The novel received mixed critical attention at its initial publication. Critics focused both praise and critique on its style, plot and approach to metafiction and metahistory. The following samples those responses:[notes 2]
The November 1969 New York Times review by Christopher Lehmann-Haupt warned readers to "be certain there's only one log on the fire.

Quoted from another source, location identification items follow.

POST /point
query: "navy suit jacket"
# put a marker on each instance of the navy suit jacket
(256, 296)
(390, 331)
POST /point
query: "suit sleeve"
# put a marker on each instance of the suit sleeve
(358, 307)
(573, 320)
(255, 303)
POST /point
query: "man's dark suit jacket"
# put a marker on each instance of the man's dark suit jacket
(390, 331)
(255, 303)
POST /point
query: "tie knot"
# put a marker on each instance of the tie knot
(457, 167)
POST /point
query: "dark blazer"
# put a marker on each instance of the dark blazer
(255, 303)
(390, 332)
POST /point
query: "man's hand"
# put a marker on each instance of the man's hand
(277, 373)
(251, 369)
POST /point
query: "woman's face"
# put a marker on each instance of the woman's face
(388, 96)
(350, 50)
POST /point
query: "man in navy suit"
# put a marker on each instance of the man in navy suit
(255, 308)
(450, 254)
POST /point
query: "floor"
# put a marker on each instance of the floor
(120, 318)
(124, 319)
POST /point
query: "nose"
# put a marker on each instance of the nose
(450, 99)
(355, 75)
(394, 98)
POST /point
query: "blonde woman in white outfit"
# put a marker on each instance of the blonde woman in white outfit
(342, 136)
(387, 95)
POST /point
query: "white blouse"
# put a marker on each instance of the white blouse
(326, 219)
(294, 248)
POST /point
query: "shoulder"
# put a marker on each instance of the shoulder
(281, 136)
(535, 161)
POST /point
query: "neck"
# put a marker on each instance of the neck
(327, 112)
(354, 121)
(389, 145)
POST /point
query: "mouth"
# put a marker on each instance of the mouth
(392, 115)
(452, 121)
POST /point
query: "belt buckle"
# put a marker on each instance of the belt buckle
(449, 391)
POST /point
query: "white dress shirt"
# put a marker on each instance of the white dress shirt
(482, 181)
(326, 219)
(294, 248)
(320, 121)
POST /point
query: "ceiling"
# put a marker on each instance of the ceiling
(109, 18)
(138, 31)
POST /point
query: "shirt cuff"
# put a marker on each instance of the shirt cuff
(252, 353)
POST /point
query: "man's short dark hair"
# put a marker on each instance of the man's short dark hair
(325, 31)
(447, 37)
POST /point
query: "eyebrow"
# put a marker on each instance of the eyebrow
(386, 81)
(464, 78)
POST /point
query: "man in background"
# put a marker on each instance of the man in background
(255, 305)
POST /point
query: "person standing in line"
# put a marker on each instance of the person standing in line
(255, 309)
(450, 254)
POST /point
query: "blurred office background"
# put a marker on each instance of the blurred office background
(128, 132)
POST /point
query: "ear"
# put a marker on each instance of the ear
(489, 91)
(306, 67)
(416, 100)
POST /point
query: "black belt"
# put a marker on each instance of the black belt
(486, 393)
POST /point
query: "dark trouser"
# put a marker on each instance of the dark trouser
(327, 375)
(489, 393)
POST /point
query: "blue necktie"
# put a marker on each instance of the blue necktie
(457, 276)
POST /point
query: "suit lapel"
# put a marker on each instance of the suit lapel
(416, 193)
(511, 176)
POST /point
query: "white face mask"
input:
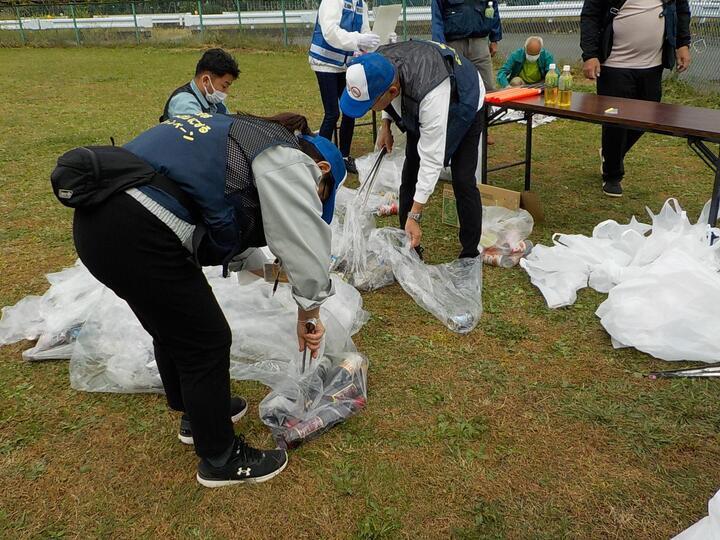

If, unhappily, you lack the fireplace by which this book should be read, set an alarm clock." Lehmann-Haupt found the book to begin as "irresistibly novelistic that he has disguised it as a Victorian romance," yet the metafictional construction by the end positively "explodes all the assumptions of our Victorian sensibilities." Time magazine's November 1969 review described the novel as "resourceful and penetrating talent at work on that archaic form." In March 1970, the magazine American Libraries named the novel as one of the "Notable Books of 1969," calling it "A successful blending of two worlds as the author writes in modern terminology of the Victorian era."
Not all of the reviews were positive; for example, Roger Sale in The Hudson Review largely criticized the novel, saying, "At times it seems that the commentary is not so bad and the novel awful, but at others Fowles makes the novel almost work and the comments are embarrassingly vulgar." Ultimately, the reviewer concluded that the novel was "stumbling and gauche and much much too long, but curiously attractive too."